Proteomics Platform Development Hinges on Biomarker Discovery Study Design

 Proteomics Platform Development


Proteome profiling can identify new biomarkers for many different applications, including disease progression and the efficacy/toxicity of therapeutic intervention. Developing a proteomics platform is understandably challenging. Overall success is highly dependent upon experimental design, regardless of the platform used. Highlighted below are important considerations in the biomarker research process.

Collaborate with specialists

For proteomics-based clinical research, study design entails defining a clinical question, selecting patients and samples for analysis and carefully planning a series of experiments that generate reproducible results. Because these considerations require expertise in a number of fields, it’s advantageous to collaborate with other specialists, such as clinicians, additional proteomics researchers and mass-spectrometry technicians. It’s worth noting that there’s no clearly preferred platform for discovery of biomarkers and no comprehensive platform. (Initial and subsequent comparisons of different platforms, for plasma proteomics especially, indicate that each approach detects a slightly different set of proteins and is thereby capable of discovering a different subset of candidate biomarkers.) Focusing efforts on one platform may not uncover all (or even the best) biomarkers of a given disease, making collaboration especially valuable.

Minimize bias early

Throughput, cost and the requirements for reproducible and quantitative work are typical of all biomarker discovery projects. To maximize reproducibility, potential sources of bias need to be identified early. Pre-analytical basis can include systematic differences in patient populations or sample characteristics. Animal models display inter-animal variability, which affects the number of samples recommended to attain statistical significance. For example, transgenic models are homogeneous and therefore require a low number of animals (eight to 10 animals, for instance) in each treatment group. However, biomarker discovery in human samples is far more challenging. The human proteome is extremely complex and proteomic profiles are subject to environmental variability (i.e., time of day and diet) and pre-analytical bias (i.e., site of collection and storage of samples). With human samples, a much larger sample set is therefore required. The minimum recommended sample size is approximately 30 per classification group, for instance, treated vs. untreated subjects. In validation studies, however, the recommended sample size is even larger (100 to 1,000 samples, depending on the panel of biomarkers.)

Establish data analysis strategies

Before acquiring data, the project involvement of a biostatistician is recommended for both study design and data-analysis aspects.
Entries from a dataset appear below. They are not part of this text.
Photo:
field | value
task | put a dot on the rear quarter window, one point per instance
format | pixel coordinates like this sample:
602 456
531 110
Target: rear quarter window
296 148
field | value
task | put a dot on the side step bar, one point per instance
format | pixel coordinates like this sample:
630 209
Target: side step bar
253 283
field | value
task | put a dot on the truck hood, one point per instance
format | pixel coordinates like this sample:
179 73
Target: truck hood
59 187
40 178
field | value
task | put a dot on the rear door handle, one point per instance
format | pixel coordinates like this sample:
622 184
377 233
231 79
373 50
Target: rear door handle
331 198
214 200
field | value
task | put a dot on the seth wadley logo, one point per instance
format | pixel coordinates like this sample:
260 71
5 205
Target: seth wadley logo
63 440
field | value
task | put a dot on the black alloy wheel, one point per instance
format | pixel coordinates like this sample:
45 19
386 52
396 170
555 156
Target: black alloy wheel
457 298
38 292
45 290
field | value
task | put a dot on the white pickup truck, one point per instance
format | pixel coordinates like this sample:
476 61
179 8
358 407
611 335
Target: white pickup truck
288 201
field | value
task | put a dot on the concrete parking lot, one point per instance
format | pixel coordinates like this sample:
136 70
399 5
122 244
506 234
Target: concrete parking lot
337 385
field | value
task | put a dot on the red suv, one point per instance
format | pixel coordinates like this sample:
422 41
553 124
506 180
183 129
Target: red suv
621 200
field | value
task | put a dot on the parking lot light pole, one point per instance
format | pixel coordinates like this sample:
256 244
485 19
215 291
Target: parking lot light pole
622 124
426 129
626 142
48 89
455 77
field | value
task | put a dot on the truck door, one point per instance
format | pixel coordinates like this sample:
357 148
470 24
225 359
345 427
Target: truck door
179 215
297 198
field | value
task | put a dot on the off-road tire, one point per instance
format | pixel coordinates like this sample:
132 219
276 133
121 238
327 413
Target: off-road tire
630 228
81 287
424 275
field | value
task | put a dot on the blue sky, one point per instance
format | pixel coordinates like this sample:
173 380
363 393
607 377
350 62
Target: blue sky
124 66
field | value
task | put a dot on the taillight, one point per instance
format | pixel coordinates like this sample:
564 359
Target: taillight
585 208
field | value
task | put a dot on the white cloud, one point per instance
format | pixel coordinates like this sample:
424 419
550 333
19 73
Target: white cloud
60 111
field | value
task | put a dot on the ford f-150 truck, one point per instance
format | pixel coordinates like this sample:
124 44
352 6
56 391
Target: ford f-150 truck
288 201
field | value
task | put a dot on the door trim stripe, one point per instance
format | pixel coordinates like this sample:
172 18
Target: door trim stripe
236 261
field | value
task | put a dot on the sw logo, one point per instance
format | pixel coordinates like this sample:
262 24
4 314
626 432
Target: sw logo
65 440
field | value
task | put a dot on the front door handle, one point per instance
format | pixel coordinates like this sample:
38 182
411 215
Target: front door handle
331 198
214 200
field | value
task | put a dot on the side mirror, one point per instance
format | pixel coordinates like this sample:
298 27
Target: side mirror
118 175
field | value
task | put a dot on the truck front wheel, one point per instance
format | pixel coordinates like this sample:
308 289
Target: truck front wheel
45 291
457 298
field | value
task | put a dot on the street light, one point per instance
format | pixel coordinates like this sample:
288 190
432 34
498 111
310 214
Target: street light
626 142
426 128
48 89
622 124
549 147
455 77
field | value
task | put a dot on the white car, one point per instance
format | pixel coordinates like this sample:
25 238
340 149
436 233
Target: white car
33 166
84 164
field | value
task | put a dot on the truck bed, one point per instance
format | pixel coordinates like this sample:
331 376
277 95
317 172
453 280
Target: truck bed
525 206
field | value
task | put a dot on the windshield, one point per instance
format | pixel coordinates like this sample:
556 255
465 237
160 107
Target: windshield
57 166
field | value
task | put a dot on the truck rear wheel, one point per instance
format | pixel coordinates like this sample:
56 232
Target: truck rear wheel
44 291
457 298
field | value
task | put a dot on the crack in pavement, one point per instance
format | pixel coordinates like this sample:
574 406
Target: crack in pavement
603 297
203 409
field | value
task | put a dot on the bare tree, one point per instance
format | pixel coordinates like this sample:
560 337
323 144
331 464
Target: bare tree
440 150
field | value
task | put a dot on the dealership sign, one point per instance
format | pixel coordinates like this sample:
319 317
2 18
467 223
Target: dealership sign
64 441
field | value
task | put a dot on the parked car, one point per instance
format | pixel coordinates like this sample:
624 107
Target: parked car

Mass spectrometry-based proteomic profiling techniques generate many peak intensity features per sample, significantly more than the total number of samples in a study. This results in high-dimensional data, which carry a higher risk of false discovery and over fitting of multivariate models. A biostatistician can also help calculate the number of samples required for statistical relevance and help plan data analysis strategies to minimize the effects of over fitting and random solutions—two common mathematical errors. (Over fitting is when a model is so tightly tuned to correctly classify the training data that it performs poorly on broader data sets. Random solutions of biomarkers occur when high-dimensional data create statistically significant solutions by chance.) A biostatistician also can help develop solid statistical assumptions and apply conservative feature selection and statistical cross-validation within a sample set. When possible, the analysis also should be tested using an independent validation data set.

Standardize sample prep

Sample preparation is a potential source of analytical bias, as well. After a platform is selected, standardize protocols for processing samples early on. Generally, for cell or tissue lysates, include protease inhibitors to minimize artifacts generated by proteolysis, unless working with serum or plasma samples. Test effects of sample denaturation prior to analysis. Denatured proteins often give better results than native proteins for several fractionation techniques. When using tissue lysates, determine the total protein concentration of each sample and adjust all samples to the same concentration with extraction buffer before diluting the sample into binding buffer. Process samples at the same time, if feasible. Always avoid repeated freeze-thaw cycles and use special caution with any liquid-handling steps. For instance, transfer larger volumes first into an appropriate volume of dilution buffer before transferring smaller volumes of the diluted sample. Parallel processing of all samples is recommended: Run quality control samples with experimental samples to monitor expected profiles and to calculate coefficients of variation.

The human proteome—estimated at more than 1 million proteins—is complex, diverse and dynamic. It is the proteins that contribute to the physiological homeostasis in any cell or tissue. Deciding which platform to use to perform large-scale proteomic studies often is based on personal preference or on so-called "figures of merit," such as dynamic range, resolution and the limit of detection. Careful study design is essential, regardless of the technology selected, helping to expedite the translation from biomarker discovery to demonstrable impact.